Going all the way back to 1952, Doris Payne has spent more than two-thirds of her life stealing jewelry, and she's never shown any interest in slowing down.
In 1952, a well-to-do woman named Doris Payne walked into a jewelry store in Pittsburgh. She carried with her a designer handbag and a disarming charm, which flustered the young sales clerk so much that he lost track of how many baubles she was slipping on and off of her hands.
After a few minutes, the young woman placed each piece back into the tray and thanked the young clerk. She told him she may be back, but she just hadn’t found what she was looking for. It would be several hours before the young clerk noticed that a $22,000 diamond ring was missing.
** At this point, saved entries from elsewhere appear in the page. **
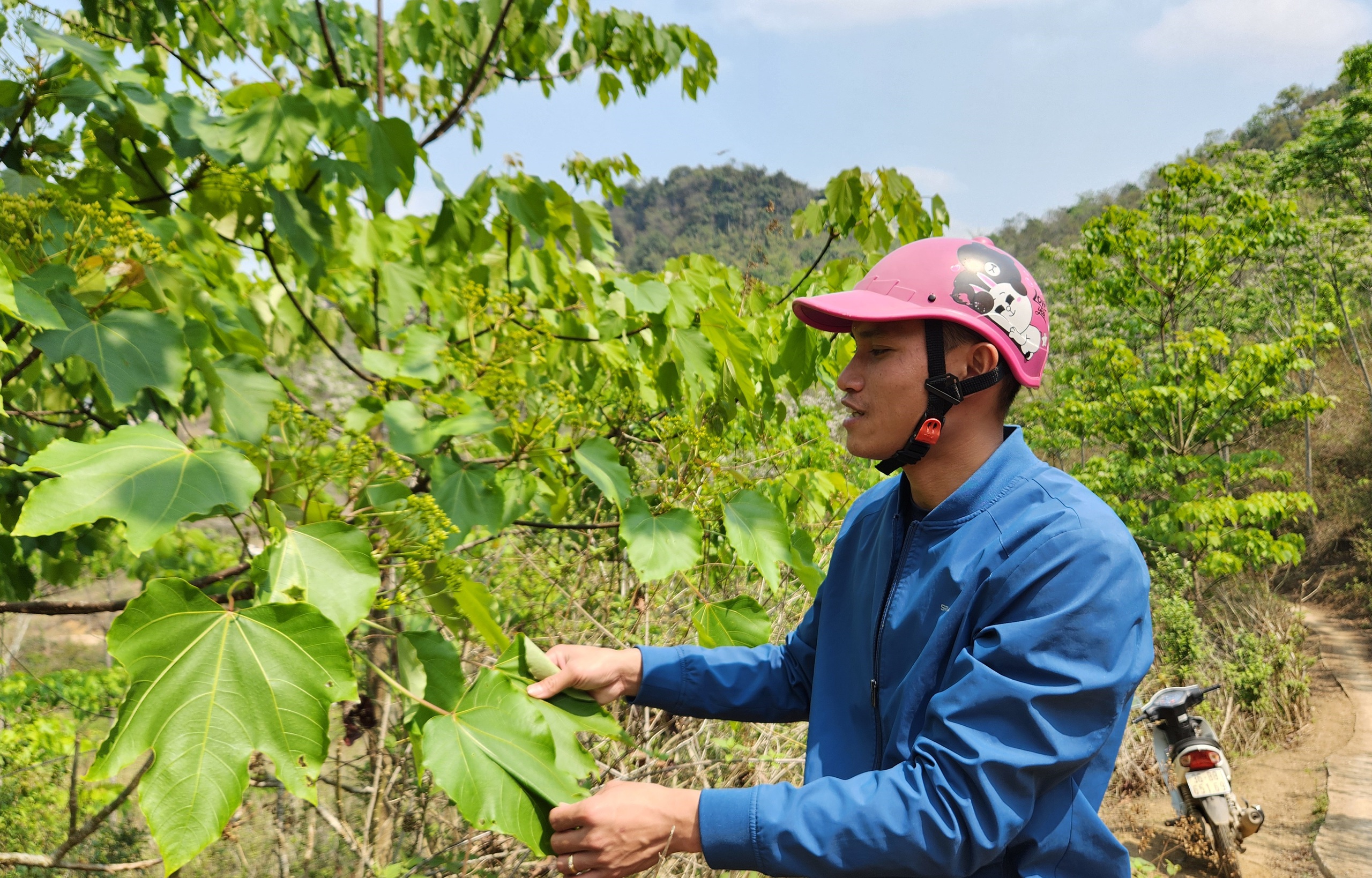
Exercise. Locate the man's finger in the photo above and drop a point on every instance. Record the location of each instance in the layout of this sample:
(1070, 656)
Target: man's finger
(550, 686)
(569, 842)
(567, 817)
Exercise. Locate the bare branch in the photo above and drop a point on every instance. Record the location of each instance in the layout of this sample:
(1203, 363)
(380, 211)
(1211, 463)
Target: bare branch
(833, 236)
(474, 83)
(266, 251)
(42, 861)
(76, 608)
(329, 44)
(94, 822)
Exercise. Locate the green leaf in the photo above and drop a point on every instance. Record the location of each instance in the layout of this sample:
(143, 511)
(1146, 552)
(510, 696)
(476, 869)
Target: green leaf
(659, 545)
(496, 758)
(567, 714)
(129, 347)
(803, 562)
(651, 297)
(415, 435)
(600, 463)
(243, 398)
(32, 295)
(140, 475)
(758, 533)
(468, 494)
(737, 622)
(327, 564)
(99, 62)
(206, 690)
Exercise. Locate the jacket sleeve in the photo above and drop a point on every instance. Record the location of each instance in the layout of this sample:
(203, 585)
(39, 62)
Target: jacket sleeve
(1032, 700)
(763, 685)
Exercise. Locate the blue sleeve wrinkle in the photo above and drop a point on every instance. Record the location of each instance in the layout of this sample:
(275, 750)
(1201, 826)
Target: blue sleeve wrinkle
(1054, 661)
(763, 685)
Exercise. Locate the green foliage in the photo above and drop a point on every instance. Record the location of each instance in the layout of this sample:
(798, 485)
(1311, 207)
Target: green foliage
(209, 688)
(1177, 634)
(329, 566)
(42, 719)
(737, 622)
(660, 545)
(140, 475)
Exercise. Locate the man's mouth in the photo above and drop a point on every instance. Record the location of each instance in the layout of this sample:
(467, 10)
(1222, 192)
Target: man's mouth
(855, 415)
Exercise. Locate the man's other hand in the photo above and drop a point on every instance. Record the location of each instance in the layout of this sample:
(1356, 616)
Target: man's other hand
(625, 829)
(607, 674)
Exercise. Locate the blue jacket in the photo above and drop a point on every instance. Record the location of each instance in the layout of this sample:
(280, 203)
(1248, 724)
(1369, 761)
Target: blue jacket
(966, 702)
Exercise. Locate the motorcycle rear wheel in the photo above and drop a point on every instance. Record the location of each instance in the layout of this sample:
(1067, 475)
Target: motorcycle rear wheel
(1226, 850)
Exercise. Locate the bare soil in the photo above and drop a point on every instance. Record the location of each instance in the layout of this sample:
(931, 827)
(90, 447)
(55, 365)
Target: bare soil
(1289, 784)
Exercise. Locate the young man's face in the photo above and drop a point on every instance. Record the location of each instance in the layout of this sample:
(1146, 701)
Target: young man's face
(884, 386)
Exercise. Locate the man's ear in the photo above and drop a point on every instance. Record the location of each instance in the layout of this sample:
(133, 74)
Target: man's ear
(981, 359)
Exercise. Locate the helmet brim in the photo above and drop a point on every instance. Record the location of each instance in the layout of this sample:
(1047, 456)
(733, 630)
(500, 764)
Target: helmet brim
(837, 312)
With the theft of a single ring, Doris Payne began a life of crime that would continue for the next 60 years, landing her in prison multiple times, taking her to several countries, and leave her still chasing the thrill of the heist at 85 years old.
Inside The Daring Crimes Of Doris Payne
Though the exact value of everything Doris Payne has stolen in the past is unknown, as a few pieces were never located, the estimation is high. Between 1952 and the mid 70’s she had stolen over $100,000 worth of jewels.
In the mid-1970s, Payne visited Monte Carlo and pulled off her most famous heist. As she had been doing in the U.S. for quite some time, she entered the jewelry store in a designer outfit and charmed the clerk into letting her see a prized 10-carat ring. After she left, they noticed the $500,000 10-carat diamond was missing.
Payne was eventually arrested after fleeing to Nice, France, and extradited back to Monte Carlo. There, she was held for nine months while they investigated the theft, though she was eventually released as the diamond ring was nowhere to be found.
While Doris Payne was finessing her way into hundreds of thousands of dollars worth of jewels in Monte Carlo, the Jewelers’ Security Alliance in the United States was putting together a report on her. She’d become so infamous for stealing – and then escaping incarceration – that there were warnings put out against her in jewelry stores around the country.
“It’s extraordinarily rare for a criminal to have that lengthy of a career,” said JSA president John J. Kennedy. “Usually they either stop because they have enough money and they don’t want the risk anymore, or they’re dead.”
How Doris Payne Slipped Through The Law’s Fingers
Doris Payne’s ability to remain out of jail, or only incarcerated for a short period of time was also shocking. Since the 1980s she’s been arrested no less than five times, and all five times was released and back in jewelry stores within a year. Police credit her ability to escape prosecution to her use of over 20 aliases, ten different social security numbers, and nine different birth dates.
Perhaps the most intriguing part of her story, however, was how much Doris Payne shared it. While incarcerated (briefly) in 2005, for a felony larceny charge, Payne consented to an interview with the AP, in which she described her heists. It was never about the money, she told them, for her it was all in the thrill of the game.
The interview garnered Payne international fame, and suddenly people everywhere were enthralled by the elderly criminal and her baffling ability to slip through the authorities’ fingers.
In her interview, done when she was 75 years old, she claimed she was done stealing, and that 75 was a good time to “retire.” However, it seemed that the thrill of the “game” as she called it, was just too much to give up. Since the interview she has been arrested five more times – once while wearing an ankle monitor she was assigned during her previous crime.
For the time being, Doris Payne is in prison, arrested in July of 2017 for stealing from a Wal-Mart, though with her track record it’s unlikely she stays there long. A film about her life is in the works, which, if anything, will further skyrocket the unassuming thief to stardom.
As for her long life of crime, Doris Payne doesn’t seem to be bothered by it.
“I’ve had regrets,” she told the AP in 2005. “And I’ve had a good time.”